Because of these difficulties, there are currently no good theoretical or empirical estimates of the sex difference in the genetic variance in fitness. I list three possible avenues for future work to rectify this:
(1) Measurement o f the condition dependence o f fitness
It is possible to experimentally manipulate condition, for example by altering the amount of food available to individuals. The effect of an equivalent manipulation on the fitness of males and females could be compared. Assuming that condition and
genetic quality have similar effects on fitness, this should give an indication of the sex difference in the effect of genetic quality on fitness.
(2) Direct estimates o f the genetic variance in fitness
A more direct approach is to assess the fitness effects on males and females of
genotypes with known effects on total fitness. Estimates of the fitness of individual chromosomes can be obtained using population cage experiments.
For example, Fowler et al. (1997) competed twelve wild type chromosomes as heterozygotes against two balancer chromosomes in population cages. The
chromosomes each had a recessive lethal, but were otherwise chosen at random from a cage adapted population. The chromosomes varied in fitness substantially, and the fitness of each chromosome on the genetic background of one balancer was correlated with its fitness on the genetic background of the other. The variance in fitness of the chromosomes was estimated as 0.06. Of course, the proportion of the variance in fitness accounted for by the recessive lethal each chromosome contained is unknown. If it is assumed that the recessive lethals are responsible for little of the genetic
variation observed, then the total variance in fitness of Drosophila individuals is
estimated as 0.46 (Fowler et al. 1997). This experiment is significant because it indicates that normal chromosomes in heterozygous state show considerable genetic variance in fitness. This observation is consistent with a high mutational load, and with individual mutations having a large effect on fitness.

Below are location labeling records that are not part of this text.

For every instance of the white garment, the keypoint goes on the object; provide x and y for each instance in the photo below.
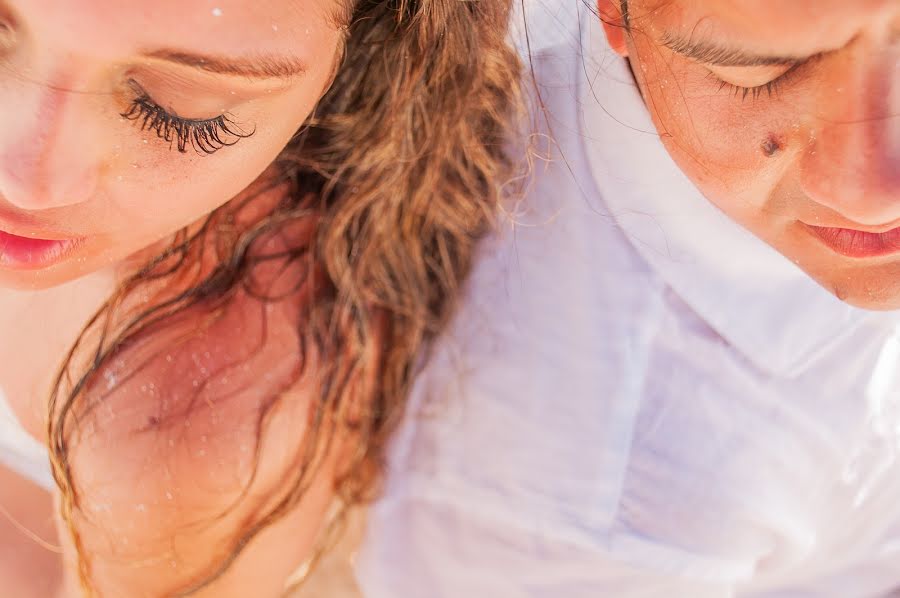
(638, 398)
(20, 452)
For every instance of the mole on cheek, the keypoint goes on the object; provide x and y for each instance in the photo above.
(771, 145)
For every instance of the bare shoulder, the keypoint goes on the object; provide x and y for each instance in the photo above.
(191, 434)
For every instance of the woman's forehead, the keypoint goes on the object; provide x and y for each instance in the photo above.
(798, 27)
(215, 26)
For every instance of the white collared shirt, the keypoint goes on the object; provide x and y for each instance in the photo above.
(638, 398)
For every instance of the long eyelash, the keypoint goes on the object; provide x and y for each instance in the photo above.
(770, 89)
(204, 136)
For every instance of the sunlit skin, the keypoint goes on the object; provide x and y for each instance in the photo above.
(73, 168)
(809, 160)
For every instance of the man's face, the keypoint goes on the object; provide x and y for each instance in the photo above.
(786, 115)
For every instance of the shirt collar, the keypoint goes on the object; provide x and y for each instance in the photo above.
(755, 298)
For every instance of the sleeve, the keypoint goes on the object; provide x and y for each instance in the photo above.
(419, 548)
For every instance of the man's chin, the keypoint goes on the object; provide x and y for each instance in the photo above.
(877, 294)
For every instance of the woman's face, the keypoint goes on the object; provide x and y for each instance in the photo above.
(122, 121)
(786, 115)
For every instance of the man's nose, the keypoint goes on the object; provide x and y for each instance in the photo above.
(852, 164)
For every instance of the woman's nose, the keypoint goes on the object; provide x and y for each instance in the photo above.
(47, 157)
(852, 164)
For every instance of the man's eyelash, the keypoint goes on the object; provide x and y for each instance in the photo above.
(204, 136)
(771, 88)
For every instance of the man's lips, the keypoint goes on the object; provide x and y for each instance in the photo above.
(856, 243)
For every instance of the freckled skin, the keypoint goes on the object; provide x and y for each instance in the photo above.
(72, 165)
(820, 149)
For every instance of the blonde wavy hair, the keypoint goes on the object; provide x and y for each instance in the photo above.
(399, 169)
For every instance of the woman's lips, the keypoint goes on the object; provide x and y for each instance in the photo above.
(28, 253)
(857, 243)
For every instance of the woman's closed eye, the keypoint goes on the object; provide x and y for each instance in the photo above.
(205, 136)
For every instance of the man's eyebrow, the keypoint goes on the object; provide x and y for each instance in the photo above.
(256, 67)
(710, 53)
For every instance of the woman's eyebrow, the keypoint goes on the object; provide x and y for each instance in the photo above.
(710, 53)
(255, 67)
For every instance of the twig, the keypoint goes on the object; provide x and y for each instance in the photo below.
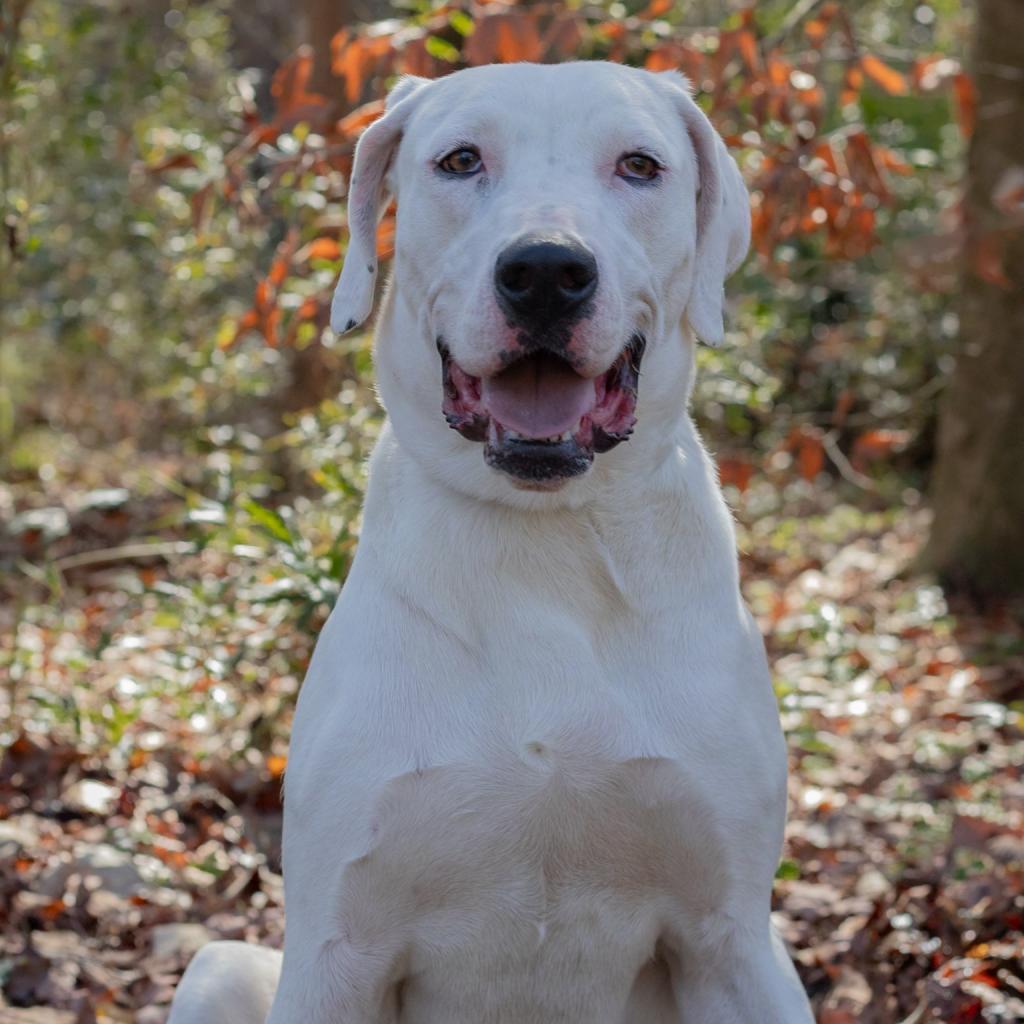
(125, 553)
(844, 465)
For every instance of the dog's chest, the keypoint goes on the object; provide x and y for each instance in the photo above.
(551, 856)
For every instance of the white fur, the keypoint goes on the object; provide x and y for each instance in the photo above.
(537, 772)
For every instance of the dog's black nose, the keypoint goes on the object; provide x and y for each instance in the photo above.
(542, 279)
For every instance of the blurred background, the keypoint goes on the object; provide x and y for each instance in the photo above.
(182, 444)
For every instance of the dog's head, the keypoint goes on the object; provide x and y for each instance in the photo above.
(557, 224)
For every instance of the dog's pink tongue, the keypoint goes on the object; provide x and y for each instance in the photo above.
(539, 396)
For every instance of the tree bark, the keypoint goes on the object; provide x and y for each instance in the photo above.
(977, 541)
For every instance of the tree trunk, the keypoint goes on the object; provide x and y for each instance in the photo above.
(977, 542)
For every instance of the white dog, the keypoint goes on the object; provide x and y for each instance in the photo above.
(537, 773)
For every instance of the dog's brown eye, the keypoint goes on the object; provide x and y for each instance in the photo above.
(464, 161)
(638, 167)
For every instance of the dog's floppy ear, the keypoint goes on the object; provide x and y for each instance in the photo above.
(723, 217)
(353, 298)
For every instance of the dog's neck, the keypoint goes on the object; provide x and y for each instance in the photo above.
(437, 511)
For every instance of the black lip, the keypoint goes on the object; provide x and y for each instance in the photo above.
(538, 462)
(535, 461)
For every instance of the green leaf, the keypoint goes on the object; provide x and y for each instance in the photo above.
(441, 49)
(269, 520)
(462, 23)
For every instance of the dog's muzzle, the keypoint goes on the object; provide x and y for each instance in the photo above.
(540, 421)
(545, 283)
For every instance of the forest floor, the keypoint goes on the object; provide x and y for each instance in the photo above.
(150, 679)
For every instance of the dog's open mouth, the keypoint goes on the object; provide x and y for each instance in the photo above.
(540, 420)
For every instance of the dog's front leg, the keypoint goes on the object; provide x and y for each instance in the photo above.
(340, 985)
(743, 976)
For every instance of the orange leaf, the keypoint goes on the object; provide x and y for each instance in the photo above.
(352, 125)
(199, 204)
(987, 262)
(179, 162)
(853, 80)
(810, 455)
(655, 9)
(748, 46)
(279, 271)
(323, 248)
(385, 239)
(875, 444)
(815, 30)
(890, 79)
(967, 102)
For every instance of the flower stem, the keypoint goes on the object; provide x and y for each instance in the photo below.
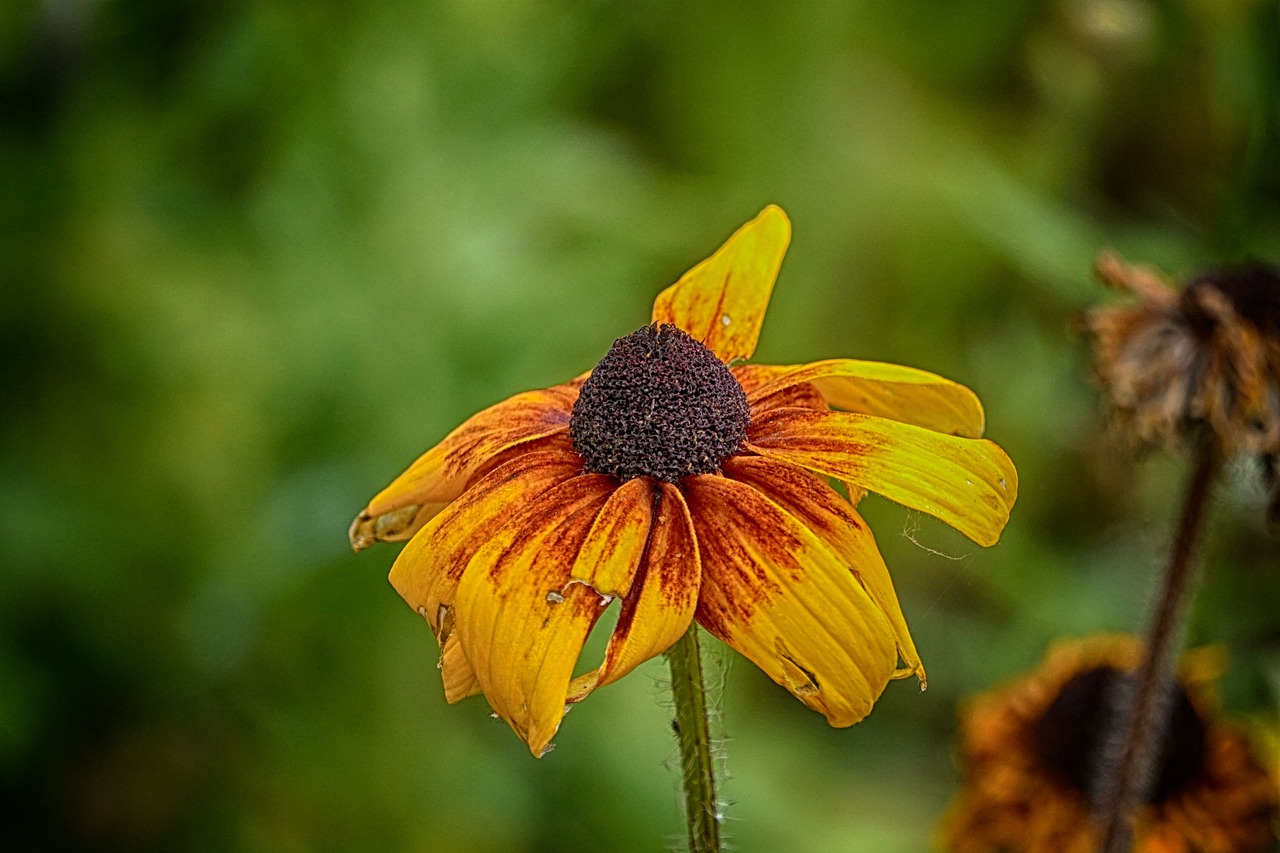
(1143, 715)
(693, 733)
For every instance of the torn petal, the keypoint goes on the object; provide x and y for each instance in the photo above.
(839, 525)
(442, 473)
(964, 482)
(612, 551)
(521, 643)
(775, 592)
(662, 600)
(722, 300)
(460, 679)
(428, 569)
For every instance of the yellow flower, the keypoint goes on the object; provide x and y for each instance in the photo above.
(1031, 752)
(686, 487)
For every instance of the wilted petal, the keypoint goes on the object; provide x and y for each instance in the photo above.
(429, 568)
(775, 592)
(888, 391)
(520, 620)
(662, 601)
(840, 527)
(722, 300)
(442, 473)
(964, 482)
(460, 679)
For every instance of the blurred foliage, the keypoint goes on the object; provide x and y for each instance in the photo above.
(257, 255)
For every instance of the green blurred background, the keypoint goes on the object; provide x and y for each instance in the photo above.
(256, 256)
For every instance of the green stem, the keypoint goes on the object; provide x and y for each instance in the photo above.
(693, 733)
(1144, 712)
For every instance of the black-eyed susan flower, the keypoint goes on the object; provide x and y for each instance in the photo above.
(1202, 360)
(1031, 752)
(685, 486)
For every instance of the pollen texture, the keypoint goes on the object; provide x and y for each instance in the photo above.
(659, 405)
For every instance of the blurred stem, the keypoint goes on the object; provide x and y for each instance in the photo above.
(1144, 716)
(693, 733)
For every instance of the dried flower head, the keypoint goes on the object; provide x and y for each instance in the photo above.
(685, 486)
(1201, 360)
(1031, 752)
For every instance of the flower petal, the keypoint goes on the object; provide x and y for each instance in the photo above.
(612, 551)
(460, 679)
(837, 524)
(428, 569)
(883, 389)
(775, 592)
(517, 617)
(662, 601)
(722, 300)
(964, 482)
(442, 473)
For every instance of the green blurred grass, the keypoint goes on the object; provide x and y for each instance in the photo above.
(257, 256)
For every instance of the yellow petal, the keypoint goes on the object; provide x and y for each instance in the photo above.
(517, 617)
(662, 601)
(882, 389)
(964, 482)
(442, 473)
(837, 524)
(722, 300)
(460, 679)
(775, 592)
(428, 569)
(612, 551)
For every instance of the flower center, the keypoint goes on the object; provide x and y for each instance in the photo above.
(1253, 291)
(659, 405)
(1073, 733)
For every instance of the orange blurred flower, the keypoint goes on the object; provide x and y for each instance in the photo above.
(1031, 751)
(686, 487)
(1198, 360)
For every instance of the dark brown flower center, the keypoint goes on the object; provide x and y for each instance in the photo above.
(1072, 735)
(659, 405)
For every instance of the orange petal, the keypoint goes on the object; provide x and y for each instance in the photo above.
(662, 601)
(517, 617)
(429, 568)
(837, 524)
(442, 473)
(460, 679)
(722, 300)
(890, 391)
(612, 551)
(968, 483)
(775, 592)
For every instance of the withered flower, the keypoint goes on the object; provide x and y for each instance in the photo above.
(1202, 360)
(1031, 752)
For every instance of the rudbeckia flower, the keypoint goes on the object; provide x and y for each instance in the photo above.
(1194, 361)
(1032, 748)
(685, 486)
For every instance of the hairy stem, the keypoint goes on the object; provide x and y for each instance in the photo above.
(1143, 716)
(693, 733)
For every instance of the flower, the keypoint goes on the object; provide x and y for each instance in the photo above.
(688, 487)
(1029, 751)
(1198, 360)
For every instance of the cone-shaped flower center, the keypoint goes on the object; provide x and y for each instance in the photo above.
(1072, 735)
(659, 405)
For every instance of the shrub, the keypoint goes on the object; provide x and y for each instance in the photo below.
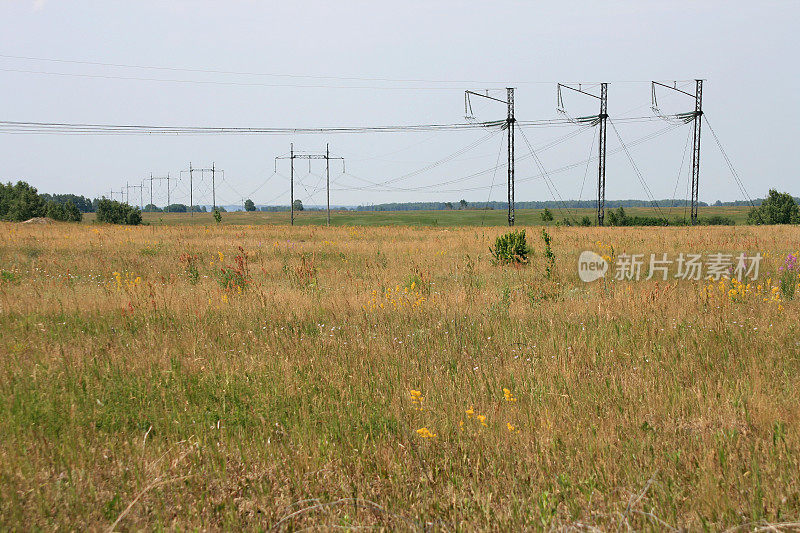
(789, 276)
(73, 214)
(20, 202)
(113, 212)
(777, 208)
(550, 257)
(56, 211)
(511, 247)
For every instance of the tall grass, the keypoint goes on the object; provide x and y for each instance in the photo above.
(141, 389)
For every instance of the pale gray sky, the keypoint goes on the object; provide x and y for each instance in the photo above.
(745, 50)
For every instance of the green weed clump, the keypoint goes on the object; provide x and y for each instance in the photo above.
(511, 247)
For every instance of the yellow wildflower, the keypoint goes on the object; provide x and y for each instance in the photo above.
(425, 433)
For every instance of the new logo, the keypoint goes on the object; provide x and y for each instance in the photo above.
(591, 266)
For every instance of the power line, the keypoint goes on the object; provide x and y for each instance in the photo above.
(728, 162)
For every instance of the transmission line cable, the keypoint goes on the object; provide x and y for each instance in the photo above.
(636, 170)
(729, 163)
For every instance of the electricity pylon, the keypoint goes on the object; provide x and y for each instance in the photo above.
(510, 121)
(601, 119)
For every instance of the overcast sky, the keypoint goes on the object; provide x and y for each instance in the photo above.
(316, 63)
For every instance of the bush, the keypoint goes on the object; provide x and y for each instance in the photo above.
(777, 208)
(56, 211)
(511, 248)
(114, 212)
(20, 202)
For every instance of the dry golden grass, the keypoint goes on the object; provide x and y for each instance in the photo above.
(143, 388)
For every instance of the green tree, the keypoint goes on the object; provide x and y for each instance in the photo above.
(72, 212)
(777, 208)
(114, 212)
(20, 202)
(56, 211)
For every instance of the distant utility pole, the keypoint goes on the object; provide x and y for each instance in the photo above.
(510, 123)
(696, 118)
(600, 119)
(151, 179)
(202, 172)
(141, 196)
(310, 155)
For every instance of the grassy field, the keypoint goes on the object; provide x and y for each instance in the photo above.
(456, 218)
(255, 377)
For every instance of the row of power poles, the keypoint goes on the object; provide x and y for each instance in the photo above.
(124, 194)
(601, 120)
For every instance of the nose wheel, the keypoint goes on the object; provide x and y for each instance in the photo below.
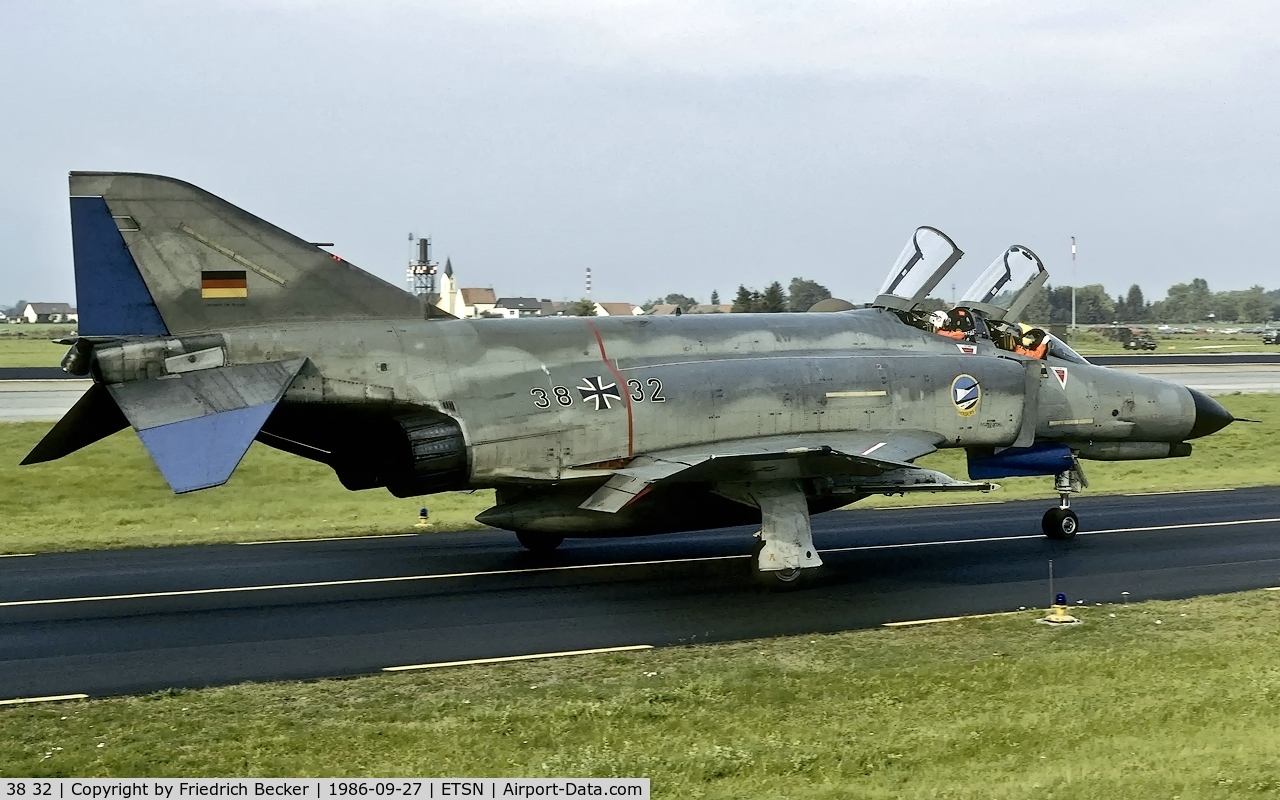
(1060, 524)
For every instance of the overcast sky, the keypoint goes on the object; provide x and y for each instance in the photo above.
(670, 145)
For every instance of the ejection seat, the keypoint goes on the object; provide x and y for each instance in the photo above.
(922, 265)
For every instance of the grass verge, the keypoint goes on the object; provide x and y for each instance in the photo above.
(31, 344)
(1119, 707)
(110, 494)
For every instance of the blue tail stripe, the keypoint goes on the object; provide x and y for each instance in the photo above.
(204, 452)
(110, 296)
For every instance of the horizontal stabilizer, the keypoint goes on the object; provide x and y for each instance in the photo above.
(204, 452)
(159, 256)
(766, 458)
(199, 425)
(94, 416)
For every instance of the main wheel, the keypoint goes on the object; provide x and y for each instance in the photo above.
(1060, 524)
(776, 580)
(539, 543)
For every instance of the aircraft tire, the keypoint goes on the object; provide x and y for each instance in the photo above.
(1060, 524)
(775, 580)
(539, 543)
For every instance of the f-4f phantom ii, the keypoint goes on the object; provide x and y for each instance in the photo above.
(206, 328)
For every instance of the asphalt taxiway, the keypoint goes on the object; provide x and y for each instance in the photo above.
(129, 621)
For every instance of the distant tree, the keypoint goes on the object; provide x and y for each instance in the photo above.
(1038, 311)
(1184, 302)
(804, 293)
(684, 301)
(1136, 304)
(748, 301)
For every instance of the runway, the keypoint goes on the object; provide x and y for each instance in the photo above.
(129, 621)
(37, 397)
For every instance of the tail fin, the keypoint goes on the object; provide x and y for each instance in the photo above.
(158, 256)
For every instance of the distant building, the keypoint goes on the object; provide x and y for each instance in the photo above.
(476, 302)
(49, 312)
(517, 307)
(617, 310)
(449, 300)
(554, 307)
(664, 310)
(711, 309)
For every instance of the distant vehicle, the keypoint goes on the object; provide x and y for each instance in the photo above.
(206, 328)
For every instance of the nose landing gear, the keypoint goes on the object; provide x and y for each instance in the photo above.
(1061, 522)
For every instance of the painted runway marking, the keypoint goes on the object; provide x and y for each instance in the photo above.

It is possible to assess the variance in fitness of each of the chromosomes for
individual fitness traits. For example, the same study found that, in an uncompetitive environment, the viability of each chromosome was uncorrelated with the fitness of that chromosome (although the statistical power may have been rather limited, since no between-replicate correlation was observed for viability). Male fitness traits, such as mating ability, are inherently more difficult to measure than female fitness traits, such as fecundity. Nevertheless, obtaining an estimate for the proportion of the genetic variance in fitness accounted for by easily measurable fitness traits would give an upper bound on the sex difference in the strength of selection.
(3) Evolutionary arguments
The degree of condition dependence in fitness is subject to evolution. Therefore it may be possible to use evolutionary arguments to relate the condition dependence in fitness to observable trade-offs in the life history strategies of males and females.